It was January of 1994
when he told me, "Son, true love,
well, it's hard to come around."
Or maybe he said, "come by."
I can't remember exactly.
Memory is foggy, age, you know.
I never thought I'd ever say that.
I've had a pet since I was born.
Not the same one, they always end
up dying. I haven't gone a year
without one close by me.
Before bed, I pucker my lips
and pretend to kiss twice
behind both ears while whispering
to them, "Goodnight." Then,
I lightly scratch their sanctum,
be it cage or kennel, so they know
I am no ghost; I am truly there.
Dog, cat, rat, it doesn't matter really;
they all just blankly stare back
and continue with their nightly business.
"If you love something, it can
never leave. Only hate can
drive others away, and that,
that's called, 'self-hate.'"
Then he laughed,
he laughed out with stretched
cheeks and gold-capped teeth
and that "eyeglasses-off" look
as if the world was deaf,
blind, and dumb. His
white collar crisp, stiff
with starch. That morning was ours.
Within earshot, the cat was mewing,
awaiting our kitchen entry where,
in the white-walled corner, sat his bowl,
staring at the ceiling, brown, dry, stale.

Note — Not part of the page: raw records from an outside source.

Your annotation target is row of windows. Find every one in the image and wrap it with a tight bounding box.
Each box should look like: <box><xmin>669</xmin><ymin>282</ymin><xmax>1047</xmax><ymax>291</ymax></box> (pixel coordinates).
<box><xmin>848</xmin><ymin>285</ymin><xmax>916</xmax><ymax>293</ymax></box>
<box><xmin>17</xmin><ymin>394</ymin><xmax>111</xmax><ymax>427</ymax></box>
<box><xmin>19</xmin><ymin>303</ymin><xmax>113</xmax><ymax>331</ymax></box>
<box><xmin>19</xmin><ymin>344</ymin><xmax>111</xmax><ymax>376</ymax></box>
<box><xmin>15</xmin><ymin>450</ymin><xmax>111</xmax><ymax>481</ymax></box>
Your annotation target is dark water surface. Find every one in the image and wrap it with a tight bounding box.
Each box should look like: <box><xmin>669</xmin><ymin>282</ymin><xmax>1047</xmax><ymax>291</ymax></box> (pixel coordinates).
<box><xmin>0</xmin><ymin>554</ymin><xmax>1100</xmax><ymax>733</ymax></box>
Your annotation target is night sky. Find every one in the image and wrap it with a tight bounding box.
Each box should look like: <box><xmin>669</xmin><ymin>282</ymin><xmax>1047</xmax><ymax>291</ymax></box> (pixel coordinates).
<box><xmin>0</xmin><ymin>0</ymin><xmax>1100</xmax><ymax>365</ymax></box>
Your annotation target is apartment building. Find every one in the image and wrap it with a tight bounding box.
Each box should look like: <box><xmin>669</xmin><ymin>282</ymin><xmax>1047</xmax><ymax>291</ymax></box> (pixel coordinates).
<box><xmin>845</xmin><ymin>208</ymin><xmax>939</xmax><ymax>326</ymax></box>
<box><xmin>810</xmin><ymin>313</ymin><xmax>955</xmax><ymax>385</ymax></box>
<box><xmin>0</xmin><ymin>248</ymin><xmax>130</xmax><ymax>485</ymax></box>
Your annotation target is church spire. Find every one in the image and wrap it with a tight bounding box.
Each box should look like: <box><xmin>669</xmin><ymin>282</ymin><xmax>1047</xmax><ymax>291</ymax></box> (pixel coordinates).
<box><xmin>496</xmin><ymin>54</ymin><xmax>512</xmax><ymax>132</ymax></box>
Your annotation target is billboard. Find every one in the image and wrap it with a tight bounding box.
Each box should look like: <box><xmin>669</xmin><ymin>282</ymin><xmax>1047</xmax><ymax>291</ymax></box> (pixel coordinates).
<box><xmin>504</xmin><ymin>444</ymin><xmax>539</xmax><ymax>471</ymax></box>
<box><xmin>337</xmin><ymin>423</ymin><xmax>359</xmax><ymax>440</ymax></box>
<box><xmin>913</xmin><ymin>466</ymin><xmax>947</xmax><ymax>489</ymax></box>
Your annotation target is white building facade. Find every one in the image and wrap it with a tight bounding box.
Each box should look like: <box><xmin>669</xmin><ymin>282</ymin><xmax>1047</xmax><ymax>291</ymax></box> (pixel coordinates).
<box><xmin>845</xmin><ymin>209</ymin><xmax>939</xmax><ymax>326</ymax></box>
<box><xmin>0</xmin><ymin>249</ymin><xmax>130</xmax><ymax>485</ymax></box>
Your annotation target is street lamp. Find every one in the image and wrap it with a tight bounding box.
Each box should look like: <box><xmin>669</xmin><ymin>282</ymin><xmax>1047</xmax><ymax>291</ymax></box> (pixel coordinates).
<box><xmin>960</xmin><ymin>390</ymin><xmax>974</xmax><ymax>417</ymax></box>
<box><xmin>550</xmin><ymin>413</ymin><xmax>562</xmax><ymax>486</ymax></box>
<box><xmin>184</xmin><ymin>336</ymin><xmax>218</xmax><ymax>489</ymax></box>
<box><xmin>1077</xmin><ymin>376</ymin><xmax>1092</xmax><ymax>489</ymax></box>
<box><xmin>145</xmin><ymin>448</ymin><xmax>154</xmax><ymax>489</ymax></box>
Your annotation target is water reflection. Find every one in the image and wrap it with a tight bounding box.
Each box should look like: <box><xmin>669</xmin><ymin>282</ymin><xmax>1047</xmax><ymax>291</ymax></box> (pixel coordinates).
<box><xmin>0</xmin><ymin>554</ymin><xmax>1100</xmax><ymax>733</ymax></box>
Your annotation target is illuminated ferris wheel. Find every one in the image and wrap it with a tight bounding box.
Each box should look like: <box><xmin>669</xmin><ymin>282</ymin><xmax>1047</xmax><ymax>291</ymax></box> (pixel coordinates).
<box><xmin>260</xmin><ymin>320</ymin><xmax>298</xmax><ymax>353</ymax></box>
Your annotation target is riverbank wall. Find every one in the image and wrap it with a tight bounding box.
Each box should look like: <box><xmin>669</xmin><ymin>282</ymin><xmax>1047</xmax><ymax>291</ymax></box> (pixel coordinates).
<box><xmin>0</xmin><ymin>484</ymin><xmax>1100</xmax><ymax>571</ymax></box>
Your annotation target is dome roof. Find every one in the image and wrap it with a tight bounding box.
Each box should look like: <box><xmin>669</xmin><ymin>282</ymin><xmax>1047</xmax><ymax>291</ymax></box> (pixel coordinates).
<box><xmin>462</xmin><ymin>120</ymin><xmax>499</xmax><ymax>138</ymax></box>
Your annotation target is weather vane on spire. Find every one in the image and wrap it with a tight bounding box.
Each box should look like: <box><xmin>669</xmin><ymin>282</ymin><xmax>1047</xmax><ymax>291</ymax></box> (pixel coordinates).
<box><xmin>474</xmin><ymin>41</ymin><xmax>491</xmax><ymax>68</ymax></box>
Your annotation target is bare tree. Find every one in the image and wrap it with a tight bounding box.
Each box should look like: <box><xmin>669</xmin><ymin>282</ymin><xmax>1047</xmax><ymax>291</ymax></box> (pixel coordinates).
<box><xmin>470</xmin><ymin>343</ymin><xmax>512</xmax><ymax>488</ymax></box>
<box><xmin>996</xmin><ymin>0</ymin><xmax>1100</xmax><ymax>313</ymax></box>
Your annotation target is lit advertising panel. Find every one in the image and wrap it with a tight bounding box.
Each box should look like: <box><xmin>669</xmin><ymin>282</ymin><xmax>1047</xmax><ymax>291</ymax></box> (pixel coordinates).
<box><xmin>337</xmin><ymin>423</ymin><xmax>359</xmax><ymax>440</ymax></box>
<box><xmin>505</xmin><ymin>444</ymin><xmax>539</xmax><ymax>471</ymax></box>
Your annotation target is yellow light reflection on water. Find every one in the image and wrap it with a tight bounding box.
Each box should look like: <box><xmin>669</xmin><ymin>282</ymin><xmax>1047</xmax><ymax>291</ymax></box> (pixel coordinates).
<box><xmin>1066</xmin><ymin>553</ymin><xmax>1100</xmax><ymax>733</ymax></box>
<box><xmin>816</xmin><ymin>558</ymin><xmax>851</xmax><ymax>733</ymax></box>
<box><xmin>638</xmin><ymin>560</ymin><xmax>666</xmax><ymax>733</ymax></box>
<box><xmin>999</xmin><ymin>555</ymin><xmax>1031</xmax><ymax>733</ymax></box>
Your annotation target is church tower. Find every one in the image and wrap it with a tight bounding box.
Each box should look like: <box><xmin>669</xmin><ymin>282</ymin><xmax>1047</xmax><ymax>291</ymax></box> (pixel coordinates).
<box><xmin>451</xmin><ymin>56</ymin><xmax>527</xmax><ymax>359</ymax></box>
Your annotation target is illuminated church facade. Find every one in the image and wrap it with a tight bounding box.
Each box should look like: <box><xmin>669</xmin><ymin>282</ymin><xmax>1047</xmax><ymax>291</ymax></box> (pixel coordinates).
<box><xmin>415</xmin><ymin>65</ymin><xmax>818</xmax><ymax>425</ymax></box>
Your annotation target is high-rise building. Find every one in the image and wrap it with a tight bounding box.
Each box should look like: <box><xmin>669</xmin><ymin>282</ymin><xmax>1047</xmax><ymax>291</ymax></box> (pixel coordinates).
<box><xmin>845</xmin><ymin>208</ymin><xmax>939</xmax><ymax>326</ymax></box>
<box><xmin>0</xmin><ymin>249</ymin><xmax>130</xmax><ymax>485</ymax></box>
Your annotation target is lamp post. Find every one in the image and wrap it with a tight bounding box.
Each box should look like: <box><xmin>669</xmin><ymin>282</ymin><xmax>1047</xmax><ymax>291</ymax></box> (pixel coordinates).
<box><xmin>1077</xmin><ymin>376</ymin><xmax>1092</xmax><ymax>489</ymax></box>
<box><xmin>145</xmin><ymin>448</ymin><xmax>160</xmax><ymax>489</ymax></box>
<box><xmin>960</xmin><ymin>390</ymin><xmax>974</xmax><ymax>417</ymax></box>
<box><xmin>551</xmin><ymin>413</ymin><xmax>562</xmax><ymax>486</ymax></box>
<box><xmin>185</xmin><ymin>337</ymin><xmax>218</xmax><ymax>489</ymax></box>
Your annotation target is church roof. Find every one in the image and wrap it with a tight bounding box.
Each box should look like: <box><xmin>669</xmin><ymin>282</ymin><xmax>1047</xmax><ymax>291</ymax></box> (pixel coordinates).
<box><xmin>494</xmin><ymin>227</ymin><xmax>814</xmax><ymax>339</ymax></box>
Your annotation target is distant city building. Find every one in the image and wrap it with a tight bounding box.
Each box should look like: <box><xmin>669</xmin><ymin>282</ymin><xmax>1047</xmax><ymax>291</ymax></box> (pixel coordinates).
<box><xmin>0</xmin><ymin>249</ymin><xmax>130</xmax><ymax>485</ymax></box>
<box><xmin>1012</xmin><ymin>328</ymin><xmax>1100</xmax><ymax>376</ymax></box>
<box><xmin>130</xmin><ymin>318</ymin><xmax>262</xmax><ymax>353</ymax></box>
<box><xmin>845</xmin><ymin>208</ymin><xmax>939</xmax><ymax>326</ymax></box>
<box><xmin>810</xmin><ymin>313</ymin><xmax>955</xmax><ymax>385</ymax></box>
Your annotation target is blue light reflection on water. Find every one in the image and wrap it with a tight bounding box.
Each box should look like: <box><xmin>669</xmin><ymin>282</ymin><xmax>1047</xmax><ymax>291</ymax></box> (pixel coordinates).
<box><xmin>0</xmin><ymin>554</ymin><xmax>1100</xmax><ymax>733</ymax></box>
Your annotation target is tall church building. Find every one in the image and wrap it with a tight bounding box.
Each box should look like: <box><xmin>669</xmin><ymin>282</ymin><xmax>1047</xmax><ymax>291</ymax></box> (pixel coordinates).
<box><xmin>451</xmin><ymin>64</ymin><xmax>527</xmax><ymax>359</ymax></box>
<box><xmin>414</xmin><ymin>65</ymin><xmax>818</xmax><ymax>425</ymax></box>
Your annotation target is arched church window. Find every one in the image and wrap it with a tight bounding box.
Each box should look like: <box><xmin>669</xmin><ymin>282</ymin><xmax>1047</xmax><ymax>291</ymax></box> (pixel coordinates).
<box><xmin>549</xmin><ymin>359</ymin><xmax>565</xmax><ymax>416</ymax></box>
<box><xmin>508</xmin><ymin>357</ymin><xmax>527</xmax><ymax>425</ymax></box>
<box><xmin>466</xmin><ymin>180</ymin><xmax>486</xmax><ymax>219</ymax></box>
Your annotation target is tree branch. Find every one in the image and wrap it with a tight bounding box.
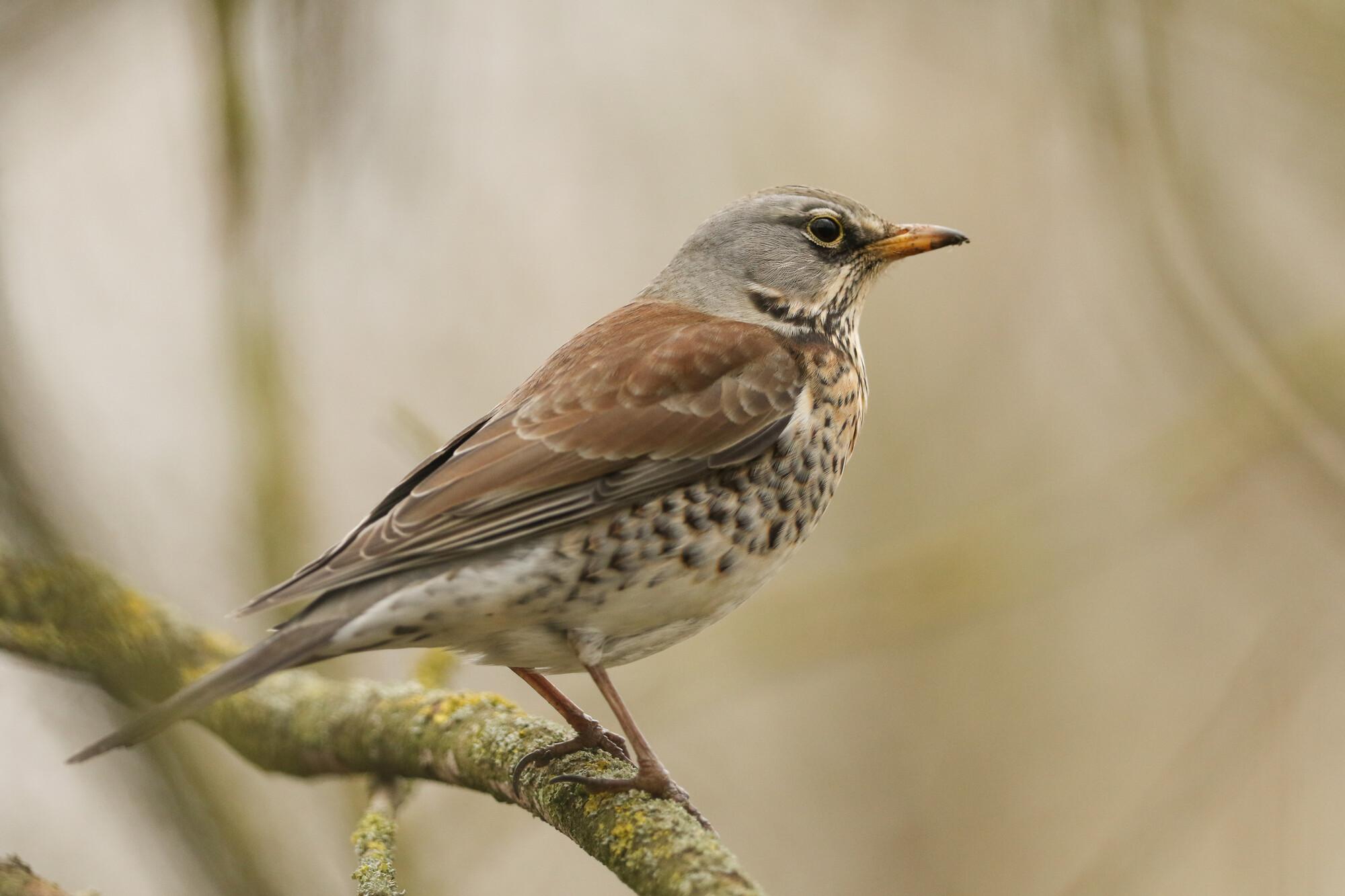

That morning always comes back to me
like a child returning from school.
Homework on the table and a snack
to eat just before rushing out to
meet up with the neighborhood kids for
a game of football down the road.
They've surely had talks like ours, Dad.
They've rubbed noses and brushed
pink cheeks of late lovers, flashed back
to mother and wrestling with brother.
Those important conversations
that only return with age,
we all remember them.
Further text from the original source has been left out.